Uri 11.29.10 at 8:39 pm

the idea that anyone would bother to undertake this sifting of your mountain of random inner thoughts, no matter how fascinating you imagine yourself to be, is just nuts.

Oh sure, PsycheRoulette is sure to be a terrible idea… What kind of sicko would find that titillating?

Oh, right, all of them.

9

Ken 11.29.10 at 9:14 pm

skidmarx, Damon Knight told the opposite story in “I See You”, where the device that lets anyone see any place or time becomes public. Society changes.

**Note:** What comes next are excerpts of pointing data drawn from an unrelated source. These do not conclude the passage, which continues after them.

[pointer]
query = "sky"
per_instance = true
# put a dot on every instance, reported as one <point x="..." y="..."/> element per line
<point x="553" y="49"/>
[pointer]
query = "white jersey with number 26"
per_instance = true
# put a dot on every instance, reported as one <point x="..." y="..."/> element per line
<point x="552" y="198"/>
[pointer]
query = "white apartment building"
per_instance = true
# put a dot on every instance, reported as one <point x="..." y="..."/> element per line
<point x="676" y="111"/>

I doubt Psycheleaks, or rather the hypothetical technology on which it’s based, would work. Neuroscience seems to be showing that what we perceive as our thoughts is just the tip of what’s going on, and is often just an after-the-fact rationalization of what the rest of our minds have already decided to do. The monitors would pick up dozens of streams from each individual, most of which would not be verbal or even rational.

Which reminds me to find time to re-watch “Forbidden Planet.”

10

Theophylact 11.30.10 at 6:09 pm

T. L. Sherred‘s “E for Effort” anticipated Asimov by nearly a decade.

11

Keith 11.30.10 at 8:45 pm

Ken:

Forbidden Planet is on my Holiday watchlist as well, partially in honor of the late Leslie Nielsen, but also because it’s just a damn fine movie. I also have a seed of an idea about how the Krell were undone but what was essentially Twitter becoming self aware and I want to check that in context.

12

mark 12.01.10 at 3:40 am

No way would something like this set a new “normal,” let alone overnight. Instead, anytime someone extracted an especially tidbit from someone else’s thought logs, you’d be *more* driven to condemn it. Because the only (imperfect) defense is to make your public persona the sort of person who would never think something like that.

We’ve essentially done this experiment in taking thoughts out of context repeatedly with cabinet nominees and politicians, and the result has not been the gradual realization that everyone has had some stupid idea at some point, but the empowering of people with a limited public record.

13

Paul 12.06.10 at 1:33 am

the trending topics would be interesting

14

Aaron 12.06.10 at 2:53 am

Despite the popularity among left-wing intelligentsia, the CC standard is rapidly eclipsed by the new CD standard. The quality of ideas varies, but the best estimate of the length of time it would take Cory Doctorow to actually WRITE all the story ideas he has been presented with is around 1.2 gigayears.